La última, de Cristian Cartier (1981, Buenos Aires), desaprovecha las posibilidades humorísticas que ocasiona la ansiedad de un granjero que espera que su única gallina ponga un huevo. A Cartier deben gustarle seguramente los hermanos Coen, teniendo en cuenta su interés por personajes caricaturescos como éste o los de sus cortos anteriores (18 de brumario, Viejos tu vieja!)
Rosa, de la realizadora y actriz Mónica Lairana (1973, Buenos Aires), que participó ya en varios festivales de cine (incluso en Cannes), plasma la soledad de una mujer mayor con una sucesión de planos sumamente precisos y elocuentes. Las elecciones de Lairana como directora, el minucioso trabajo de arte de Micaela Tuffano y la expresiva máscara de Norma Argentina (la actriz de Cama adentro) se imponen por sobre la debilidad del guión, de sentido más descriptivo que narrativo.

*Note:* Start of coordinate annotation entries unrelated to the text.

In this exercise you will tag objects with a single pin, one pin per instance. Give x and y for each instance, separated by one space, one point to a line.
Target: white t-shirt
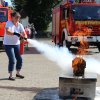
13 39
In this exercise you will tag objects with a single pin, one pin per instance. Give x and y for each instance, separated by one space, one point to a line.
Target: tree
38 11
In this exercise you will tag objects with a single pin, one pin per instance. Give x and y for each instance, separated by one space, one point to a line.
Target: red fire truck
70 17
5 12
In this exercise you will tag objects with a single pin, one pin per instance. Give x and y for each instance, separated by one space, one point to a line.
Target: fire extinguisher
22 42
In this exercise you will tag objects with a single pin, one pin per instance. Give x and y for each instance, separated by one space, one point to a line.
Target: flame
86 31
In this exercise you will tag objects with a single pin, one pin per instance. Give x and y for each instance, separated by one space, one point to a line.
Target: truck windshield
3 15
86 12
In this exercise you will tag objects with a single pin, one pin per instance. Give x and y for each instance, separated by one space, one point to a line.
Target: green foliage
39 11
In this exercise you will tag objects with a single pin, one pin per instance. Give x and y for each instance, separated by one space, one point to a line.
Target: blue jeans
13 52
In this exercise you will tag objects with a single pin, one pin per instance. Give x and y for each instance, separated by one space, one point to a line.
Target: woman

Aunque la calidad de la realización es notable, resulta algo descarnada la mirada sobre la protagonista (así como es evidente que Viñes quiere e intenta proteger a su Alicia, Lairana trata a su Rosa con bastante desapego).

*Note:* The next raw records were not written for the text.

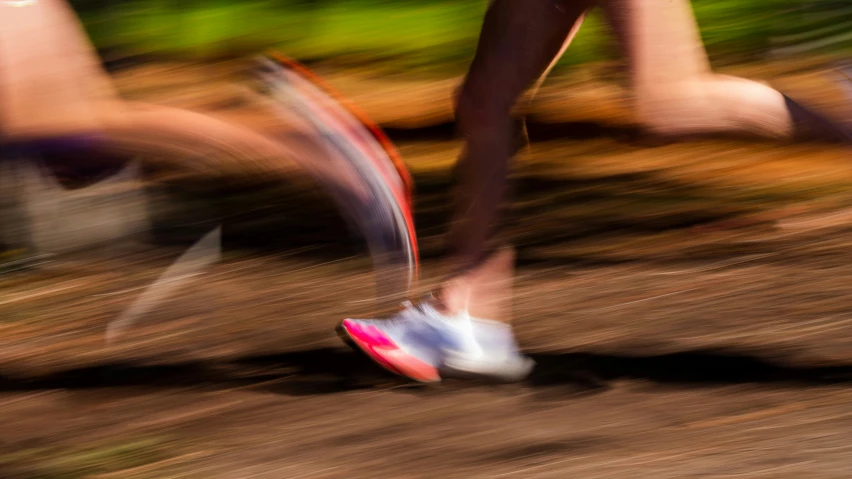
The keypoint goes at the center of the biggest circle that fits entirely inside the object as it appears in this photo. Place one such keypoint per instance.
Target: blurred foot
(425, 345)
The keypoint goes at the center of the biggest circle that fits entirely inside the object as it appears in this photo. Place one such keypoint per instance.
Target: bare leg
(519, 41)
(51, 82)
(676, 94)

El mérito de Cinco velitas, co-dirigido por la porteña Paula Romero Levit y la chaqueña Michelina Oviedo, es que cuenta una historia: sencilla, algo pueril tal vez, pero que se sigue con interés gracias a la soltura de Gerónimo Arias y el oficio de Rita Cortese, como el nene que llega a una fiesta de cumpleaños y la abuela de la homenajeada, que sospecha no conocerlo.
Así como Coral y Cinco velitas revelan problemas sociales puntuales, el planteo de Árbol, dirigida por Lucas Schiaroli (1977, mendocino que estudió cine en Córdoba) es más abstracto. La situación de un hombre que duda si deshacerse o no del único árbol que sobrevive en medio de un campo desierto, es expuesta con una luz seca, casi sin diálogos y el acento puesto en el peso del entorno natural, trayendo a la memoria, por momentos (y salvando las distancias), el cine de los hermanos Taviani. El producto es estéticamente pretensioso y argumentalmente elemental.
El final llega con un corto de tono leve y afectuoso, Los teleféricos, del rosarino Federico Actis (1981). La trama, algo discontinua, incluye pinceladas de humor melancólico (con huellas de Wes Anderson), una mirada sensible sobre las relaciones humanas, una voz en off que remarca el evidente propósito de querer contar un cuento y la idea no muy novedosa del escape al mar como deseo último. Lo mejor es su tono lúdico (afín a Shhh, corto anterior de Actis), con la cámara encuadrando compartimentos repetidos, creando analogías entre edificios, hospitales y cementerios, y los personajes armando y desarmando juguetes y maquinarias e invitando a rescatar la ternura por sobre la rigidez de las formas en las que nos sumerge la ciudad.